Dataset versions

I am new to everything regarding this Mozilla common voice dataset and I have a question.
There are multiple versions of datasets (Kyrgyz language specifically), starting from 1 to 6.1. Is there overlap between versions? For example, are clips from dataset version 1 in the version 6.1, or every version consists of separate clips?

Hi @whoever and welcome :wave:

Yes, generally all clips from a previous version are included in the next version. It’s best to always use the latest version.
I say “generally” because sentences could be removed. This could happen if there are sentences in the dataset which came from a source with an incompatible license or I think if a user request for his own clips to be removed afterwards.
It seems something like this happened between version 2 and 3 of the Kyrgyz dataset where its size went down from 508 MB to 502 MB.

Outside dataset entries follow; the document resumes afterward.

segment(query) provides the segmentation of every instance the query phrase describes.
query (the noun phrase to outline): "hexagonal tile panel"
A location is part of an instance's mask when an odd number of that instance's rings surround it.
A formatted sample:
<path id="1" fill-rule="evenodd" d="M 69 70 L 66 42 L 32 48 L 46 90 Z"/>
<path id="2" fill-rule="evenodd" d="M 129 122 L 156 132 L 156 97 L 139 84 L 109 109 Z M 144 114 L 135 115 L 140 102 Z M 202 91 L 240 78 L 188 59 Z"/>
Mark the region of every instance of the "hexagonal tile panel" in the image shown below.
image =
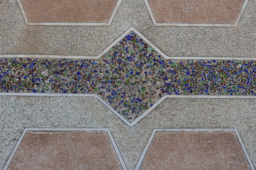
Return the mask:
<path id="1" fill-rule="evenodd" d="M 144 0 L 155 26 L 236 27 L 248 0 Z"/>
<path id="2" fill-rule="evenodd" d="M 108 129 L 27 128 L 4 169 L 119 170 L 122 166 L 126 169 Z"/>
<path id="3" fill-rule="evenodd" d="M 17 0 L 28 25 L 108 26 L 122 0 Z"/>
<path id="4" fill-rule="evenodd" d="M 154 130 L 135 169 L 249 170 L 250 166 L 254 169 L 236 129 L 163 129 Z"/>

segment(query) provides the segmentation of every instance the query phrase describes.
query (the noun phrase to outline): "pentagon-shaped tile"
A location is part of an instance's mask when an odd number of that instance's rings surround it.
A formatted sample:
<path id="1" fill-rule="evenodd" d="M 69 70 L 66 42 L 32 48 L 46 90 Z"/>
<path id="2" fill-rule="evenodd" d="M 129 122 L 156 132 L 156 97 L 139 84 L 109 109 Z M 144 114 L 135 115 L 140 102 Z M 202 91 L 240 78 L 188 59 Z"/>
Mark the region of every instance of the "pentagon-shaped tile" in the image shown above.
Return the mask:
<path id="1" fill-rule="evenodd" d="M 122 0 L 17 0 L 28 25 L 109 26 Z"/>
<path id="2" fill-rule="evenodd" d="M 144 0 L 155 26 L 235 27 L 248 0 Z"/>
<path id="3" fill-rule="evenodd" d="M 3 169 L 123 168 L 108 129 L 26 128 Z"/>
<path id="4" fill-rule="evenodd" d="M 135 169 L 254 169 L 236 129 L 155 129 Z"/>

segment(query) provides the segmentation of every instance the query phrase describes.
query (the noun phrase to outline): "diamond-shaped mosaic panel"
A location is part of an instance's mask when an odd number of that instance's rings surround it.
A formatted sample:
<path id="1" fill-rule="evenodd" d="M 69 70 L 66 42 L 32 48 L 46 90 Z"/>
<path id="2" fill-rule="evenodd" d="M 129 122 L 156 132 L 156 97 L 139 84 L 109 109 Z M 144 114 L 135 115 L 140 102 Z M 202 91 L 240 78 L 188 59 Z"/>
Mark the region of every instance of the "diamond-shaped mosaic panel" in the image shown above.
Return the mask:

I hope that helps :slight_smile:


Thanks, it helped. And, if maybe you know, on the languages page Kyrgyz dataset has 37 hours of validated data, but on the datasets page, there are only 11. Is there any way I can download 37 hours of validated data? Or its just not everything approved by the community?

The datasets are released twice a year (June and December). Version 6.1 is from December 2020.
2021-06-12 18_02_55-Common Voice - Firefox Developer Edition
The information on the language page is the current size in the system and will be included in the next release (June 2021)

1 Like

Ohh, thanks a lot! Really appreciate the answers! Then I’ll wait for the next release.